That could be a signal that Republicans might pinch pretax savings for high-income households and use the money to beef up an underused tax break known as the saver's credit, which acts like a government matching contribution to retirement accounts for low-and middle-income Americans.

Republicans are hoping to dramatically cut tax rates while adding no more than $1.5 trillion to the federal budget deficit over 10 years. To do that, they need to look for large tax breaks they can limit or repeal. One such proposal would cap 401(k) contributions at as little as $2,400 a year and push additional savings into so-called Roth-style IRA accounts where posttax dollars go in and money comes out tax-free after the taxpayer's retirement. Much of the revenue that change would generate would come from advancing tax collections from the future into the near term.

Currently, employees under age 50 can save up to $18,000 a year in a 401(k) before taxes, while those 50 or older can set aside up to $24,000. In a Roth IRA, the annual contribution limits are capped at $5,500 and $6,500 for the same age groupings. The 401(k) limits are scheduled to rise to $18,500 and $24,500 in 2018.

Republicans are also hoping to generate significant revenue by eliminating or limiting the deductibility of state and local taxes, a proposal that has drawn sharp resistance from Republicans in high-tax states, including California, New York and New Jersey.

House leaders need at least some of those members' votes to get the bill through and they have been negotiating with New York and New Jersey lawmakers. So far, they haven't announced a deal, though they have been considering proposals to allow property tax deductions or to set an income limit for the tax break.

Mr. Brady said Wednesday that he was confident they would reach a compromise on the issue.

"I do expect to reach an agreement over [the state and local income tax deduction] with the high-tax lawmakers," Mr. Brady said, noting he had met with the group Tuesday night. "I expect before the bill is laid out next week that a solution will be announced. It's a work in progress."

The deduction allows individuals to subtract their home-state levies from their federal taxable income. In high-tax states such as New York, that can allow taxpayers to save big.

Mr. Brady was coy on many details of the tax legislation expected to be unveiled next week. He didn't guarantee that every American's rates would go down, but he said he could "guarantee that every American will be better off because of a simpler, fairer tax code."

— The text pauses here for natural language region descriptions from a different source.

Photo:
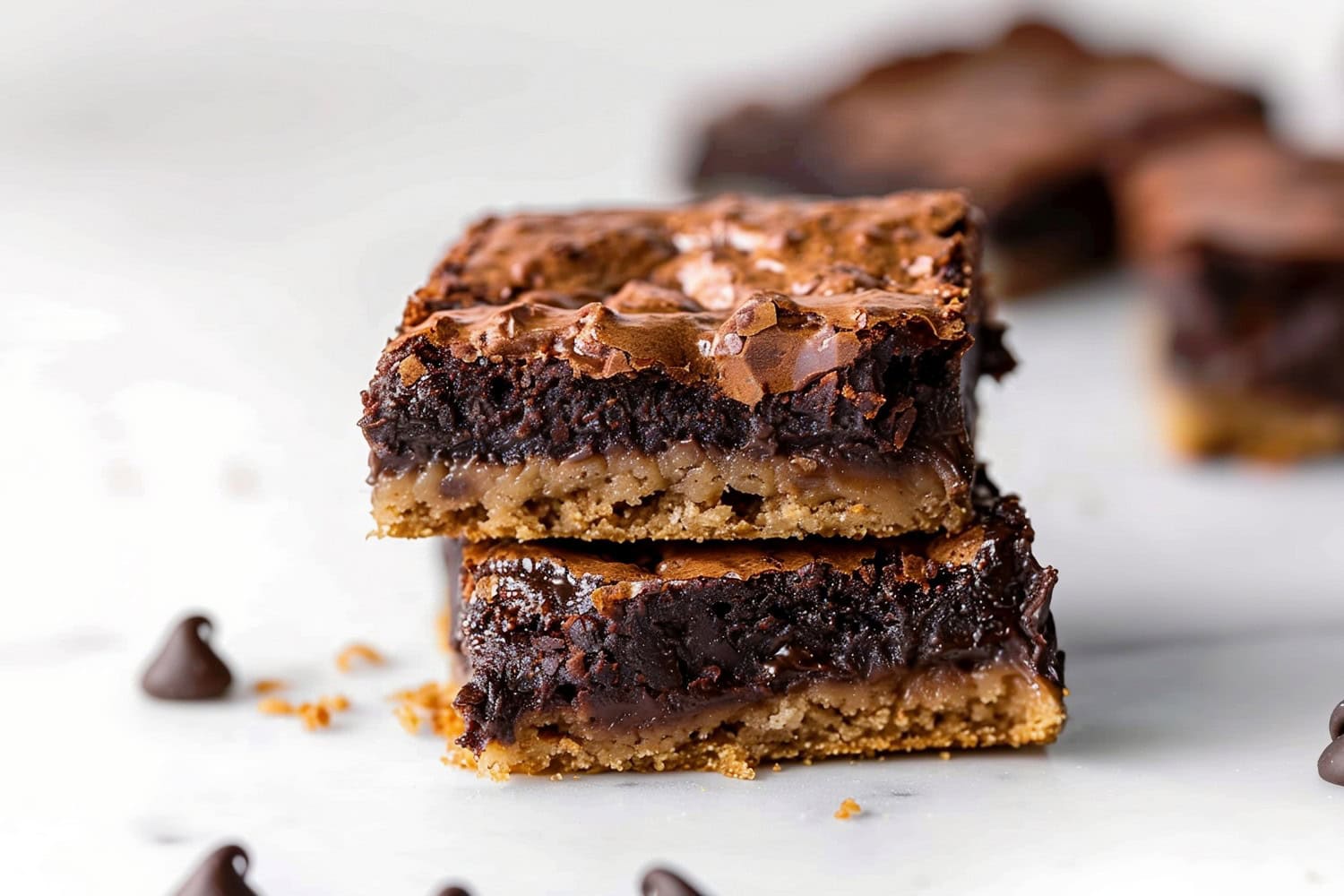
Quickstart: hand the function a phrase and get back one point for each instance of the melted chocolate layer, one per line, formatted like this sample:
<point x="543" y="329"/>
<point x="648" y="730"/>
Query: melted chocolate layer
<point x="652" y="633"/>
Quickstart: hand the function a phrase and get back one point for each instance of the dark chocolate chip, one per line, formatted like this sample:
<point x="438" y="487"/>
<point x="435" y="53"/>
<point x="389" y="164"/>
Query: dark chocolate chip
<point x="1331" y="764"/>
<point x="220" y="874"/>
<point x="187" y="667"/>
<point x="660" y="882"/>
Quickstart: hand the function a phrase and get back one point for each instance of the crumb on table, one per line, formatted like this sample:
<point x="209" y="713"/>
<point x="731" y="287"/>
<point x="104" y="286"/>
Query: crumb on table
<point x="335" y="702"/>
<point x="849" y="807"/>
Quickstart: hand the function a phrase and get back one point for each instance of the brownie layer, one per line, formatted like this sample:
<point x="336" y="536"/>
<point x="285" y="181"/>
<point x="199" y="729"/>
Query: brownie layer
<point x="822" y="332"/>
<point x="1031" y="125"/>
<point x="629" y="637"/>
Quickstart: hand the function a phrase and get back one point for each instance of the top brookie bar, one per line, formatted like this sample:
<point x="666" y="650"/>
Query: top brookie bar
<point x="1242" y="238"/>
<point x="731" y="370"/>
<point x="1031" y="125"/>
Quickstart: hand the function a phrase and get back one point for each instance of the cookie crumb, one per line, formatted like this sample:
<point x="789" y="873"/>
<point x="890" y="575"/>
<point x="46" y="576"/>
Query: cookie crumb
<point x="444" y="632"/>
<point x="276" y="707"/>
<point x="849" y="807"/>
<point x="347" y="657"/>
<point x="314" y="715"/>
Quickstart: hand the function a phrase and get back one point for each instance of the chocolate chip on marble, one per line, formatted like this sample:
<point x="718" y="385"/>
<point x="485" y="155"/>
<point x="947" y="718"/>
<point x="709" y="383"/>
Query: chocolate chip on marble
<point x="1331" y="764"/>
<point x="660" y="882"/>
<point x="187" y="667"/>
<point x="220" y="874"/>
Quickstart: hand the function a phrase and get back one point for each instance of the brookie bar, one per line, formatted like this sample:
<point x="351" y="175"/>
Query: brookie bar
<point x="738" y="368"/>
<point x="1031" y="125"/>
<point x="1244" y="244"/>
<point x="722" y="656"/>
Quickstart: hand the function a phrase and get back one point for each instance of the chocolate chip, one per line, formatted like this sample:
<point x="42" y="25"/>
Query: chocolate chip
<point x="660" y="882"/>
<point x="187" y="667"/>
<point x="1331" y="764"/>
<point x="220" y="874"/>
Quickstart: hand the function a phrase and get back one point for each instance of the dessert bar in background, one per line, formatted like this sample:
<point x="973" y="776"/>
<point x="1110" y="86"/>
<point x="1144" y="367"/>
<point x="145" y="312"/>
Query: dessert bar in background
<point x="1031" y="125"/>
<point x="666" y="656"/>
<point x="741" y="368"/>
<point x="1242" y="244"/>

The GOP tax framework, released last month, would establish just three individual tax rates, with an optional fourth higher rate on the highest-income households. Mr. Brady said Wednesday no decision had been made yet on that highest rate. He said the GOP tax bill would preserve the single head of household status. That is important to single parents, who get a larger standard deduction through that filing status than they would filing as individuals.